Meiselas is the author of Carnival Strippers (1976), Nicaragua (1981), Kurdistan: In the Shadow of History (1997), Pandora’s Box (2001), Encounters with the Dani (2003), Prince Street Girls (2016), and A Room of Their Own (2017). A career-spanning retrospective of her work, Mediations, has traveled within the past year from the Fundació Antoni Tàpiesto to the Jeu de Paume in Paris and SFMOMA.
In this event, Meiselas will be joined by Joel Sternfeld, Nobel Foundation Chair in Art and Cultural History at Sarah Lawrence College who will provide a historical context for the problematics of documentary practice, and by Eduardo Cadava, Professor of English at Princeton University, who will add commentary based upon critical thought about images and text as a system of describing urgent matters in the world.
Part of Sarah Lawrence's yearlong Difference in Dialogue series, is free and open to the public, but does require an RSVP. Please e-mail collegeevents@sarahlawrence.edu to reserve your seat.
Susan Meiselas is a documentary photographer, author, and director well known and for her documentation of human rights issues in Latin America. Her photographs are included in American and international collections. In 1992 she was made a MacArthur Fellow and most recently was awarded a Guggenheim Fellowship (2015).
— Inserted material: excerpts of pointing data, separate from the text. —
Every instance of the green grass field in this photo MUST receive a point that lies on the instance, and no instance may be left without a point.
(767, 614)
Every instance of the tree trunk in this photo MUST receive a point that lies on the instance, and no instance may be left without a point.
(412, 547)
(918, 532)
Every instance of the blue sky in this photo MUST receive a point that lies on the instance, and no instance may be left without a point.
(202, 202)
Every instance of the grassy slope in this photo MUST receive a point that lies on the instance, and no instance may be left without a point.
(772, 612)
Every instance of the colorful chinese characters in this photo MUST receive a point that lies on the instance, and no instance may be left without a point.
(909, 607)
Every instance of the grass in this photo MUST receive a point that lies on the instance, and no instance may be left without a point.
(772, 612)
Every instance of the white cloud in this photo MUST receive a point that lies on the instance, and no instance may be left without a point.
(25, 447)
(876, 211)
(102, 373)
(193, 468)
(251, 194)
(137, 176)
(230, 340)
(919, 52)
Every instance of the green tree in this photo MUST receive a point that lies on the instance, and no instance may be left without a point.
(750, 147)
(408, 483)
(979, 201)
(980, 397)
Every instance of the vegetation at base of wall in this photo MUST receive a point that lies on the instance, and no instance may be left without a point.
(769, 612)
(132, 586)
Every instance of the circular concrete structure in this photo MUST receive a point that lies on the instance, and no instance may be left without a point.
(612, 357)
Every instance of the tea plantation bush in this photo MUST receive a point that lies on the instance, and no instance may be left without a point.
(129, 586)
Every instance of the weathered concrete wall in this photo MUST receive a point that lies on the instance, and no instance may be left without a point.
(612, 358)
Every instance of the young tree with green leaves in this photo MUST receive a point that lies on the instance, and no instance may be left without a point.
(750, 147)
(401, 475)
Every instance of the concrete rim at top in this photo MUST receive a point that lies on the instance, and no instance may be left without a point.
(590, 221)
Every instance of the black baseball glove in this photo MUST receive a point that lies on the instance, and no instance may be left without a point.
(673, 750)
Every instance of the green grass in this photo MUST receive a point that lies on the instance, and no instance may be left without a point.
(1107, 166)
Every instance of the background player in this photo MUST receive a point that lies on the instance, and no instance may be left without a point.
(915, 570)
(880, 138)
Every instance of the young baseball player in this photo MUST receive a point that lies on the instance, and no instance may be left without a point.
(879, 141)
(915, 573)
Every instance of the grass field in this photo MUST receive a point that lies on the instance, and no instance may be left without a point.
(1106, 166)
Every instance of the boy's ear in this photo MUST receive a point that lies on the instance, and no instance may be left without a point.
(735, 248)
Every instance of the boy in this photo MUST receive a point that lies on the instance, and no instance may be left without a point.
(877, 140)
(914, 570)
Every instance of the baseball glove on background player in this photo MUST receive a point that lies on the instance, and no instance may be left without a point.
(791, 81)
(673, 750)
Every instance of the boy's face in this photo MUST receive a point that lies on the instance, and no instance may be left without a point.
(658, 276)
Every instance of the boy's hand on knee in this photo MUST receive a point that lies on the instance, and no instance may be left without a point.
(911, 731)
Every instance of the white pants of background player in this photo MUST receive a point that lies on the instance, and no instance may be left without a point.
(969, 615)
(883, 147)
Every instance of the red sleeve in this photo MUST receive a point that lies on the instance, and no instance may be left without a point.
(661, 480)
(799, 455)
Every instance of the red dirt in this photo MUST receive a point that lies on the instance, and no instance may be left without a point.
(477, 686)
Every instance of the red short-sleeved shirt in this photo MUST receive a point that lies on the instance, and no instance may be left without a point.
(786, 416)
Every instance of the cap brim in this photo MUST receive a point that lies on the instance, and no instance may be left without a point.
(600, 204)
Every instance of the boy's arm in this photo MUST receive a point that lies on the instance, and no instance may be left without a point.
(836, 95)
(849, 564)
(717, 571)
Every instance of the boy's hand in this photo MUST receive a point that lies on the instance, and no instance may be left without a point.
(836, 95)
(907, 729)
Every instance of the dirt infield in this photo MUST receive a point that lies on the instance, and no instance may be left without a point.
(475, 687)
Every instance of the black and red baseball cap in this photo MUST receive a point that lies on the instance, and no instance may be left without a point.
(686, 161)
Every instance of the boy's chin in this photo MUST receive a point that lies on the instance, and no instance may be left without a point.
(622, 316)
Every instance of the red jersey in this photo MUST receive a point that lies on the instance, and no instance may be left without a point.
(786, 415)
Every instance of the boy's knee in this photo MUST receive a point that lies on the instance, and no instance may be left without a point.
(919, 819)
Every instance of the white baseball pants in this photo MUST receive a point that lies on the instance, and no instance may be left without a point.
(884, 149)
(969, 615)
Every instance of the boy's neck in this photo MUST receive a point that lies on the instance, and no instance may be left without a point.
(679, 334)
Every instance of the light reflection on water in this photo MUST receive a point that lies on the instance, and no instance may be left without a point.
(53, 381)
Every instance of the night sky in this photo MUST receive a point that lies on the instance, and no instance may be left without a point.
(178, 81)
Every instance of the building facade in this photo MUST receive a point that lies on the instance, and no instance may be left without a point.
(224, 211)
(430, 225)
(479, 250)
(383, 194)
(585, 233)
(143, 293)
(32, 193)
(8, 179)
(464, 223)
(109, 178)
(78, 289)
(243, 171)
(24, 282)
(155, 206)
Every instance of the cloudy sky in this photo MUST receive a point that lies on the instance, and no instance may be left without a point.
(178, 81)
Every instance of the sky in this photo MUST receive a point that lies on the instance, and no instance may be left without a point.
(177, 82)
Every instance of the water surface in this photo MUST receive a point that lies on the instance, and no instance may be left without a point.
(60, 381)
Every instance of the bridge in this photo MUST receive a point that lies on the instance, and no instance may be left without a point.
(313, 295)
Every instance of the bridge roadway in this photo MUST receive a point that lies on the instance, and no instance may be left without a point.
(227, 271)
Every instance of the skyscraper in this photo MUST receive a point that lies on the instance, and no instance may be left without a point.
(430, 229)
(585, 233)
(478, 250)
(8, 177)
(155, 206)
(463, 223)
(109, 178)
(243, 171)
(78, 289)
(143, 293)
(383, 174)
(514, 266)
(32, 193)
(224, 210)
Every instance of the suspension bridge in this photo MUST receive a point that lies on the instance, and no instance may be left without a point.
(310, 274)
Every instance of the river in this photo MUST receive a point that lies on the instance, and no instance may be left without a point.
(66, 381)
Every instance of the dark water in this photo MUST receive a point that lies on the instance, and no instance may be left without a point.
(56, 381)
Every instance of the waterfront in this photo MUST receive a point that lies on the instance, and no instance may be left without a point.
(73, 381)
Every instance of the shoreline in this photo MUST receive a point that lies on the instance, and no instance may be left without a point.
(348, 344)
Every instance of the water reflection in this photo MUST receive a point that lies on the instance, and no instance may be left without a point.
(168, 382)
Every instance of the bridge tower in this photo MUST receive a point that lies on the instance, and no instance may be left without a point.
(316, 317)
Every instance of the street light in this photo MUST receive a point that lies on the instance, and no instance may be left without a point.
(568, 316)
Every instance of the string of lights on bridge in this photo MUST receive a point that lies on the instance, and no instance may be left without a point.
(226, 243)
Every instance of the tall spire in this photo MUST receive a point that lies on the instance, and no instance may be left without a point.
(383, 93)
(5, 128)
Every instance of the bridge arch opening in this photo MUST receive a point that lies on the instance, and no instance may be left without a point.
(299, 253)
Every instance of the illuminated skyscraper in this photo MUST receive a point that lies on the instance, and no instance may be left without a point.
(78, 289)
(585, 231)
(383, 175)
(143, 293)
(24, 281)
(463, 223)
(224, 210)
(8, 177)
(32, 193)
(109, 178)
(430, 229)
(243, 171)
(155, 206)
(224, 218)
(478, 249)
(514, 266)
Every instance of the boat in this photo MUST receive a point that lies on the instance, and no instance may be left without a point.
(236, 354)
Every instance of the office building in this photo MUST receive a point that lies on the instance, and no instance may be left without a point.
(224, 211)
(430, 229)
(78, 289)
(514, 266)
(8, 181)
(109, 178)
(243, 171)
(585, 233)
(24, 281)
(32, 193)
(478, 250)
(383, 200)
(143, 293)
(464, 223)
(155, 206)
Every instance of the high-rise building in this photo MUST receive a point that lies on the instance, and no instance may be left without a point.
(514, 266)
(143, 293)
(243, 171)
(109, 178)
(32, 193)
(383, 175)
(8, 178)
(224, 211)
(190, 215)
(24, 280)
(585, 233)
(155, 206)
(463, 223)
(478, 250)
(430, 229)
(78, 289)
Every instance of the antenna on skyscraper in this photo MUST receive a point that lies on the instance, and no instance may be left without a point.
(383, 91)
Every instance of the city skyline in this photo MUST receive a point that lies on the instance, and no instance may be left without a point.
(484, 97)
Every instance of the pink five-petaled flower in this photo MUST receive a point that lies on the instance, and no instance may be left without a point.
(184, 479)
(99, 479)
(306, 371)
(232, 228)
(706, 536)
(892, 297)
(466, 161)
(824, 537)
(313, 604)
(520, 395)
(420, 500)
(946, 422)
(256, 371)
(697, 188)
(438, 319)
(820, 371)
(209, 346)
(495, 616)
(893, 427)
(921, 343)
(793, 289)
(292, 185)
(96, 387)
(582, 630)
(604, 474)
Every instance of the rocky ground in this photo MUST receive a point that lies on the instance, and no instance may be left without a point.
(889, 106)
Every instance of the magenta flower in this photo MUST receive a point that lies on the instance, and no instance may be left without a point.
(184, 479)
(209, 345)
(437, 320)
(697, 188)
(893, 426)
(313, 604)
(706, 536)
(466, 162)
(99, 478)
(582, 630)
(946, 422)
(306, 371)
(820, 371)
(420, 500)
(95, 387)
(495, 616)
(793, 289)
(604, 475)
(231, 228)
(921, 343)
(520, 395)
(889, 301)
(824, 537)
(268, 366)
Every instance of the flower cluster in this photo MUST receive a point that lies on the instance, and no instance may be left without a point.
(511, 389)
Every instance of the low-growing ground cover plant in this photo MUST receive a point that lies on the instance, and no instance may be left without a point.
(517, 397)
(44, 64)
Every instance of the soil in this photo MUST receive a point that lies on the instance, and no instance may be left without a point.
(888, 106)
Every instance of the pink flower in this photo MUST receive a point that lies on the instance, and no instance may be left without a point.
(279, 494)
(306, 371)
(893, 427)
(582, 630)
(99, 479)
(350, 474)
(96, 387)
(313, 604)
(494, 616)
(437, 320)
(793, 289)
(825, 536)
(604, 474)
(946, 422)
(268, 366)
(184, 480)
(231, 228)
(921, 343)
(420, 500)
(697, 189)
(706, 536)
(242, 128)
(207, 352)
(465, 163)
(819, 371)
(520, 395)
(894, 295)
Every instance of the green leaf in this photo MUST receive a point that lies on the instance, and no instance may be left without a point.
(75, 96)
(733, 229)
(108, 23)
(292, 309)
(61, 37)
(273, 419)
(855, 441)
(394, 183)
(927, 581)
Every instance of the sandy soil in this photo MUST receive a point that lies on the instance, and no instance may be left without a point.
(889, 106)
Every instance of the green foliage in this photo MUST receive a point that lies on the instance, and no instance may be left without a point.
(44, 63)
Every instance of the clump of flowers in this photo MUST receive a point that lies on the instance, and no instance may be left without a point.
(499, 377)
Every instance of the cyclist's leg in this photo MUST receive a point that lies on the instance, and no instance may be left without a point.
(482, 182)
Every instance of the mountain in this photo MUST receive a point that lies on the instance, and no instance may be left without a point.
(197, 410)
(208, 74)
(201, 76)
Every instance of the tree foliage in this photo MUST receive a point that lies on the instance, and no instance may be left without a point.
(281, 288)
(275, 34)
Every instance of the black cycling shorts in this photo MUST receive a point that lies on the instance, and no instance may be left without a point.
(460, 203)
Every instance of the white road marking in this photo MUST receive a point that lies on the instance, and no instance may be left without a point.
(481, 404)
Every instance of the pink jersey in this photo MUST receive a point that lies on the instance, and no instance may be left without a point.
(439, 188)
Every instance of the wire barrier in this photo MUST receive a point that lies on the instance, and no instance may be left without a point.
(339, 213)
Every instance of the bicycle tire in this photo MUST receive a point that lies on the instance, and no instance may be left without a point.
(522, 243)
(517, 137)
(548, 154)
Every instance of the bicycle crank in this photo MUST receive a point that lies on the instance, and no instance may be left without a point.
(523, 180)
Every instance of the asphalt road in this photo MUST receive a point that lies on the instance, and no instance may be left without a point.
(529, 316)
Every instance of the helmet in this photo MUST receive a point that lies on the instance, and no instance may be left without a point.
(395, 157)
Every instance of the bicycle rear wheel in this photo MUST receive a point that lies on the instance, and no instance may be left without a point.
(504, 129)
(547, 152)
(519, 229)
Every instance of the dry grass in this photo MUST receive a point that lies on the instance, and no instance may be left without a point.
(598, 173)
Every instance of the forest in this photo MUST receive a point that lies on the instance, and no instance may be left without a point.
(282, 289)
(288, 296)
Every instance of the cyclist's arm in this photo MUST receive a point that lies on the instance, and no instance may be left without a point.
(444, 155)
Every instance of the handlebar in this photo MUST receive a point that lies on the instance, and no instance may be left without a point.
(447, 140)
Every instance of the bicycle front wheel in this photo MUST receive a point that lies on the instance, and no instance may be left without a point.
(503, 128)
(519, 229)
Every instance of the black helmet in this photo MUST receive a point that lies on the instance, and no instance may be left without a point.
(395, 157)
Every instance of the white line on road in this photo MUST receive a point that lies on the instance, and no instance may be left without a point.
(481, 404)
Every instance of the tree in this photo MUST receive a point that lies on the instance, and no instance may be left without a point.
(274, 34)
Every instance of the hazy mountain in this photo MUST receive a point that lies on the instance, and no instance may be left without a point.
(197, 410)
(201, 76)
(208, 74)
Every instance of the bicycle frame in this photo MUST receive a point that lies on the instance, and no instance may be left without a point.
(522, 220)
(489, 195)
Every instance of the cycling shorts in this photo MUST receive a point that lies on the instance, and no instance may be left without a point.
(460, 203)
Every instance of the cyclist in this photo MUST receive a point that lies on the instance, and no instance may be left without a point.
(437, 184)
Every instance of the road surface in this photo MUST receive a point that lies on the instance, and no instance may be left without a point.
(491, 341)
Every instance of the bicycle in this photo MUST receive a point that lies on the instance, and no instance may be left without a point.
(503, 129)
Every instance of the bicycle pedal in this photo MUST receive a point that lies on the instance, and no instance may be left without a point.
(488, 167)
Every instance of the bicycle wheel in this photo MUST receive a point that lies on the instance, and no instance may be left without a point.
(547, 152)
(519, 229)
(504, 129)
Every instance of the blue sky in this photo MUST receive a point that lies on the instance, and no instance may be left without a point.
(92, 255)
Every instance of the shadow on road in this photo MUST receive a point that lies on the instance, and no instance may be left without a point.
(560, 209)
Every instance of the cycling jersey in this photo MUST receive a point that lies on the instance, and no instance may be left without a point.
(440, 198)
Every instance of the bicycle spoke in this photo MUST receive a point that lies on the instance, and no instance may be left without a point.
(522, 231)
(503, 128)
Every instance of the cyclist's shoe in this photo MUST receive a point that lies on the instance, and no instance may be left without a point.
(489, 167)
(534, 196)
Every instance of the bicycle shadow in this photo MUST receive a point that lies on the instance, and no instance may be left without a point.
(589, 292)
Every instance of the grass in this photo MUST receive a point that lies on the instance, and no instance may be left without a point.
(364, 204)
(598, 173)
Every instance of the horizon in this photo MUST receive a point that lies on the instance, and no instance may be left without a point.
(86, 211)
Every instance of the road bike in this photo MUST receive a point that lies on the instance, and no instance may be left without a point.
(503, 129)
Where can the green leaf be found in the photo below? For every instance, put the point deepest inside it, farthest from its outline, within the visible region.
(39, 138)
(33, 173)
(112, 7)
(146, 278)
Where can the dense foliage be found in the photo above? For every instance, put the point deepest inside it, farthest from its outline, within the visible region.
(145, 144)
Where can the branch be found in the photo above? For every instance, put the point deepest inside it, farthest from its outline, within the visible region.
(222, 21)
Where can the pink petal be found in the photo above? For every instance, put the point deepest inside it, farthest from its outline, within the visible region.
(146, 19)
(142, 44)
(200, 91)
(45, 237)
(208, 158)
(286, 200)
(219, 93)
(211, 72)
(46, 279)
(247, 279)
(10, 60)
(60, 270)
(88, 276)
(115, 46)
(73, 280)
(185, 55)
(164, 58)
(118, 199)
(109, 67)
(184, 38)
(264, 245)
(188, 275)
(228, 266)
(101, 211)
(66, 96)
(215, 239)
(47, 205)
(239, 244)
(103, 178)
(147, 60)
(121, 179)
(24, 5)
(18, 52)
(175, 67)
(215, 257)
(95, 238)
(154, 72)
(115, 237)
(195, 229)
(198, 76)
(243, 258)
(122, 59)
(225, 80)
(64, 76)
Mediations, a survey exhibition of her work from the 1970s to present, was recently exhibited at the Fundació Antoni Tàpies, Jeu de Paume, and the San Francisco Museum of Modern Art.
Eduardo Cadava is an author, contemporary critic, and theorist specializing in American literature and culture, comparative literature, media technologies and theory, political theory, and translation theory. He is a professor of philosophy at The European Graduate School and Princeton University. He is currently working on a collection of essays on the ethics and politics of mourning and co-directing a multiyear project on the relationship between political conflict and climate change.
Joel Sternfeld is a photographer/artist with exhibitions at the Museum of Modern Art, Art Institute of Chicago, and San Francisco Museum of Modern Art. The recipient of two Guggenheim fellowships and a Prix de Rome, he is the author of American Prospects, On This Site, Stranger Passing, and 10 other books. Sternfeld holds the Noble Foundation Chair in Art and Cultural History at Sarah Lawrence College.